Imprisoned Iranian rights activist among four winners of 2020 Right Livelihood Award

Nasrin Sotoudeh, in Jafar Panahi's latest film "Taxi Téhéran" (Memento Films)

Imprisoned Iranian human rights lawyer Nasrin Sotoudeh, was named on Thursday as one of the four winners of the 2020 Right Livelihood Award, also known as Sweden's alternative Nobel prize.

Soutoude, who has been locked up in Tehran's notorious Evin Prison for more than two years,  won the award “for her fearless activism, at great personal risk, to promote political freedoms and human rights in Iran,” the Right Livelihood Foundation said in a statement.

She shares the award with US civil rights lawyer Bryan Stevenson, indigenous rights and environmental activist Lottie Cunningham Wren of Nicaragua and Belarusian pro-democracy activist Ales Bialiatski.

Bialiatski shares his award with Viasna, the non-governmental organisation Human Rights Centre he founded to support political prisoners. They will each receive prize money of one million SEK (103,000 Swiss francs) from the Swedish Right Livelihood Foundation, which also has offices in Geneva where much of the selection process takes place.

Ole von Uexkull, executive director of the Right Livelihood Foundation, said this year’s laureates “are united in their fight for equality, democracy, justice, and freedom”. He added:

“Defying unjust legal systems and dictatorial political regimes, they successfully strengthen human rights, empower civil societies and denounce institutional abuses. This year’s selection of recipients highlights the increasing threats to democracy globally. It is high time that all of us in favour of democracy around the world stand up and support each other.”

Fighting for freedom: Rising to prominence in the aftermath of the 2009 anti-government protests, the so-called “Green Revolution”, Soutoude, 57, has long fought for the rights of political prisoners, opposition activists, women and children who have been victims of violations by the Iranian regime.

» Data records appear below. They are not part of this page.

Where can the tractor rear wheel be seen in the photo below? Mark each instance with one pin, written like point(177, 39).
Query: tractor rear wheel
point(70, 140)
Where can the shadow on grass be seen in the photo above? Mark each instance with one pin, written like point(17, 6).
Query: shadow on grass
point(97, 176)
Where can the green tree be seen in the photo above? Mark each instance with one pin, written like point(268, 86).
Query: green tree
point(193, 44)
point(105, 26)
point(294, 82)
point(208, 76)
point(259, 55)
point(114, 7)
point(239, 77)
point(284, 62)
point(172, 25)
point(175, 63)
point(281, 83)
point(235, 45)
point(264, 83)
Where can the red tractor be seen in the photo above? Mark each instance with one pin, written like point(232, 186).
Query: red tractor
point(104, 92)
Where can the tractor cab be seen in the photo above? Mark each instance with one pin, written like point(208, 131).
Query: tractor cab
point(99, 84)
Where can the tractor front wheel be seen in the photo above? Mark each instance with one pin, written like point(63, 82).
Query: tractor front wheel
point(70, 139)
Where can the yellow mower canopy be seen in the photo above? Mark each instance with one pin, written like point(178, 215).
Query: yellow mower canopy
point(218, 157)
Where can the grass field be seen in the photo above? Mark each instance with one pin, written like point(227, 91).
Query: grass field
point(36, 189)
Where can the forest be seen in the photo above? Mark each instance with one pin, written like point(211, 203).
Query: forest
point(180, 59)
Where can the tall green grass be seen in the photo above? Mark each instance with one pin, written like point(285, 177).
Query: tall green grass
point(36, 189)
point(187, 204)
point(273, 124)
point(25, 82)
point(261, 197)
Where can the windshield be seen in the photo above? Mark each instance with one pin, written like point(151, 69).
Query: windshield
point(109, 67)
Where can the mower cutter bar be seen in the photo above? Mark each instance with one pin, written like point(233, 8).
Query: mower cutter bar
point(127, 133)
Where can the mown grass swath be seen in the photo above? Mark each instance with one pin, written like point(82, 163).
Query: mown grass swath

In 2018, just before her arrest, she started representing women who had taken off their headscarves in the streets in protest to compulsory hijab laws. She also campaigned against the death penalty for minors convicted of crimes committed under the age of 18. In March 2019, she was sentenced to a total of 38 years in prison on vague charges including stoking “corruption and prostitution.”

Soutoudeh went on a hunger strike in August to demand the release of the country’s political prisoners and to protest against poor conditions in Iran’s detention facilities, exacerbated by the Covid-19 pandemic. She ended the 46-day strike last week due to her worsening health condition.

United Nations experts called for her immediate release after she was taken to hospital. “It is unfathomable that the Iranian authorities would return Ms. Sotoudeh to prison where she is at heightened risk to COVID-19, as well as with her serious heart condition,” the experts said in a statement released by the UN Human Rights Office of the High Commissioner.

“We urge the authorities to immediately reverse this decision, accept her requests to recuperate at home before undergoing a heart procedure, and allow her to freely choose her own medical treatment,” they added.

Receiving the award on behalf of his wife, Sotoudeh’s husband, Reza Khandan, said: “Many thanks to the Swedish Right Livelihood Foundation for granting its annual award to Nasrin and three other human rights activists.

“It would be impossible to tolerate these pressures without local and international support. The speed and strength of this support seem to outweigh the government’s pressures.”